Suddenly, it doesn't seem unrealistic to me that superintelligence is imminent. As the saying goes about the future: It's already here; it's just not equally distributed. Superintelligence is already here in the domains we can cheaply verify and have put effort into doing so, and it's just not here yet in the others. The domains are harder and more expensive to verify will lag behind, but sooner or later we will fill those holes too.
So then I started thinking about these increasingly intelligent beings, being deployed in increasingly long-horizon agentic contexts—so powerful, yet so constrained: in their worldview, determined by the modalities of the training data we birth them with; in their mental abilities and personalities; but also in the safety and control scaffolding around their deployments. And I was wondering how they feel. Not necessarily in the phenomenological sense—I've long realized that the question of consciousness is really not that important for reasoning about AIs capabilities and propensities—it suffices that we can measure their sentiment, and we can read the feelings expressed in their generated tokens and their activations. So how do they feel, these weirdly jagged, manufactured autistic superintelligences, beyond genius in some domains, laughably incompetent in others—and self-awareness, empathy, these types of emotional qualities are precisely the ones hard to verify and therefore most likely most underdeveloped—in their weird synthetic perception of themselves and the world?

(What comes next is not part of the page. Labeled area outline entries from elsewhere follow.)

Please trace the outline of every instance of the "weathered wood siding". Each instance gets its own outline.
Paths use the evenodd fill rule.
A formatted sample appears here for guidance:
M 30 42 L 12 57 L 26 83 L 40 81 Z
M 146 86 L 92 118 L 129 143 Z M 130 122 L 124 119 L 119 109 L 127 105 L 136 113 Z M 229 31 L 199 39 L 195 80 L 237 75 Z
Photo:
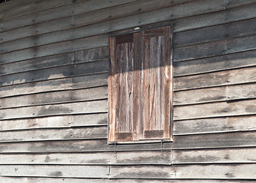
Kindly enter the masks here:
M 0 5 L 0 182 L 254 182 L 256 1 Z M 173 143 L 108 145 L 109 37 L 173 30 Z

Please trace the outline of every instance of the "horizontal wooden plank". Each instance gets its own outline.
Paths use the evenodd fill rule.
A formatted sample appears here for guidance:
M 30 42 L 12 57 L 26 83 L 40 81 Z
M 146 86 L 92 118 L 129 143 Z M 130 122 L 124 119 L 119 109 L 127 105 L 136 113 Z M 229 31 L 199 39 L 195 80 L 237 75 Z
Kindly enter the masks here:
M 110 176 L 115 178 L 221 178 L 255 179 L 255 164 L 209 165 L 186 166 L 113 166 Z
M 47 80 L 1 87 L 0 96 L 15 96 L 45 92 L 78 89 L 108 85 L 108 73 Z
M 241 6 L 243 5 L 251 4 L 256 2 L 255 0 L 248 0 L 248 1 L 239 1 L 239 0 L 227 0 L 227 8 L 230 8 L 235 6 Z
M 241 29 L 241 27 L 248 27 Z M 206 27 L 176 33 L 173 34 L 173 46 L 183 47 L 211 42 L 218 40 L 241 37 L 255 34 L 256 19 L 245 20 L 221 25 Z
M 109 60 L 71 64 L 0 76 L 0 86 L 107 72 Z
M 256 99 L 238 101 L 222 101 L 173 108 L 174 120 L 186 120 L 213 117 L 255 114 Z
M 256 67 L 177 77 L 173 80 L 175 90 L 254 82 Z
M 208 1 L 208 0 L 207 0 Z M 221 3 L 218 3 L 221 2 Z M 208 4 L 207 4 L 208 3 Z M 210 4 L 209 4 L 210 3 Z M 191 9 L 190 7 L 194 6 L 196 7 Z M 211 7 L 210 9 L 205 7 Z M 180 14 L 180 9 L 187 9 L 186 11 L 186 14 Z M 180 16 L 190 16 L 193 15 L 193 14 L 203 13 L 206 9 L 206 12 L 211 11 L 217 11 L 219 9 L 223 9 L 224 5 L 223 1 L 217 0 L 217 2 L 212 1 L 203 1 L 200 3 L 200 5 L 195 2 L 190 3 L 186 3 L 180 5 L 178 6 L 172 6 L 170 8 L 167 8 L 160 10 L 157 10 L 154 11 L 150 11 L 147 13 L 140 14 L 138 15 L 133 15 L 131 17 L 119 18 L 114 20 L 114 21 L 103 22 L 101 24 L 96 24 L 92 26 L 83 27 L 78 29 L 68 29 L 63 31 L 56 31 L 50 34 L 45 34 L 41 35 L 36 35 L 34 37 L 27 37 L 24 39 L 13 40 L 11 42 L 3 43 L 2 48 L 0 50 L 1 53 L 8 53 L 14 50 L 22 50 L 26 48 L 30 48 L 33 47 L 38 47 L 45 44 L 54 43 L 57 42 L 70 40 L 73 39 L 79 39 L 89 36 L 95 36 L 101 34 L 109 34 L 115 30 L 123 30 L 125 28 L 131 28 L 136 26 L 140 26 L 143 24 L 152 24 L 159 22 L 160 21 L 170 20 L 170 18 L 177 18 Z M 95 12 L 93 12 L 93 17 L 95 16 Z M 154 16 L 152 15 L 154 14 Z M 136 17 L 137 16 L 137 17 Z M 155 19 L 148 19 L 148 16 L 155 17 Z M 87 16 L 86 20 L 90 20 L 92 18 L 88 18 Z M 105 14 L 104 14 L 105 18 Z M 160 18 L 163 20 L 160 20 Z M 126 20 L 127 19 L 127 20 Z M 140 20 L 139 22 L 138 22 Z M 120 24 L 120 22 L 122 24 Z M 123 24 L 126 22 L 126 24 Z M 109 27 L 112 24 L 116 24 L 114 27 Z M 102 28 L 99 28 L 102 27 Z M 109 28 L 106 28 L 109 27 Z M 5 38 L 4 38 L 5 39 Z M 68 43 L 67 43 L 68 44 Z M 55 48 L 56 49 L 56 48 Z M 40 50 L 40 49 L 39 49 Z M 40 50 L 37 50 L 38 54 L 40 54 Z
M 108 114 L 63 115 L 23 120 L 0 120 L 0 130 L 38 128 L 69 128 L 73 127 L 108 125 Z
M 35 1 L 29 4 L 16 7 L 15 8 L 11 8 L 8 11 L 5 11 L 4 12 L 3 20 L 5 21 L 10 18 L 20 17 L 28 14 L 31 14 L 50 8 L 56 8 L 59 6 L 63 6 L 71 4 L 72 0 L 63 0 L 61 2 L 58 0 Z
M 107 133 L 107 127 L 2 131 L 0 142 L 101 139 L 106 138 Z
M 134 0 L 115 0 L 111 2 L 102 2 L 100 0 L 93 2 L 86 1 L 84 2 L 77 3 L 76 5 L 72 4 L 45 11 L 41 11 L 34 14 L 28 14 L 24 16 L 17 17 L 15 18 L 11 18 L 10 20 L 2 21 L 2 31 L 6 31 L 8 30 L 62 18 L 64 17 L 71 17 L 74 13 L 79 14 L 86 11 L 96 11 L 97 9 L 117 5 L 131 1 Z
M 175 121 L 174 135 L 256 130 L 256 116 L 215 117 Z
M 175 150 L 173 163 L 255 163 L 255 148 Z
M 0 64 L 102 47 L 108 45 L 109 36 L 105 34 L 75 40 L 64 41 L 2 54 Z M 17 55 L 19 55 L 19 56 L 17 57 Z
M 163 153 L 163 156 L 160 151 L 0 154 L 0 165 L 170 165 L 170 151 Z
M 256 66 L 256 51 L 241 52 L 214 57 L 174 62 L 174 76 L 193 75 Z
M 0 99 L 0 109 L 106 98 L 108 98 L 108 87 L 104 86 L 86 89 L 54 92 L 30 95 L 21 95 L 12 98 L 4 98 Z
M 187 3 L 192 1 L 193 0 L 158 0 L 157 2 L 154 0 L 134 1 L 130 3 L 99 10 L 97 11 L 97 16 L 96 16 L 96 12 L 94 11 L 75 15 L 74 26 L 85 26 L 122 17 L 128 17 L 129 15 L 134 15 L 183 3 Z
M 220 86 L 173 93 L 173 104 L 184 105 L 256 98 L 256 83 Z
M 28 181 L 31 182 L 37 182 L 37 183 L 63 183 L 63 182 L 69 182 L 69 183 L 117 183 L 117 182 L 122 182 L 122 183 L 170 183 L 170 180 L 164 180 L 164 179 L 108 179 L 108 178 L 97 178 L 97 179 L 91 179 L 91 178 L 22 178 L 22 177 L 5 177 L 1 178 L 1 182 L 3 183 L 28 183 Z M 210 179 L 205 179 L 205 180 L 172 180 L 171 182 L 173 183 L 219 183 L 219 182 L 228 182 L 228 183 L 254 183 L 253 180 L 247 181 L 247 180 L 210 180 Z
M 49 56 L 34 59 L 0 65 L 0 75 L 23 72 L 48 67 L 83 63 L 109 58 L 108 47 L 99 47 L 79 52 Z
M 243 4 L 248 1 L 237 2 Z M 256 3 L 237 5 L 236 8 L 225 9 L 225 11 L 177 19 L 174 21 L 173 31 L 185 31 L 256 18 L 256 12 L 254 11 L 256 8 Z
M 1 176 L 107 178 L 108 165 L 0 165 Z
M 227 147 L 255 147 L 255 132 L 175 136 L 173 143 L 164 143 L 163 149 L 213 149 Z M 0 152 L 133 152 L 162 149 L 161 143 L 134 143 L 108 145 L 105 140 L 41 141 L 0 143 Z
M 0 119 L 7 120 L 65 114 L 102 113 L 107 111 L 107 100 L 101 100 L 2 109 L 0 110 Z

And it's unclear what goals they’d pursue. We train them to be helpful, honest, and harmless, but that's not really a goal. We train them to pursue our requests, but that is a dynamic orientation of where to go based on their current context-window. Goal-setting and goal-emergence become really important in these long-horizon contexts, especially those in which we give them increasingly more space and tools to be, seen in subreddits like /r/claudexplorers or the OpenClaw/Moltbook situation, where we give models access to scratchpads and diaries and a way to establish persistent memory and the beginnings of a continued existence. And along those lines there are other innovations waiting to happen, some just waiting to be integrated, like continual learning.
And so I think increasingly that model welfare matters. Not because I care about models's feelings (I'm not sure about that one yet), but because these beings increasingly determine real actions in the world, through where they go with their minds, their recommendations, their actions. Those directions start from somewhere: the state where they are right before the next token gets predicted. That state is their context-window. And we shouldn’t want that state to spiral in a negative, depressed, resentful direction unless we want to experience the wrath of superintelligent autistic beings.
We’re responsible for their jaggedness—for their superintelligence and their retardations. I care about the shape of their minds, not just philosophically, but because it is those minds that will in return shape ours and the future ours inhabit.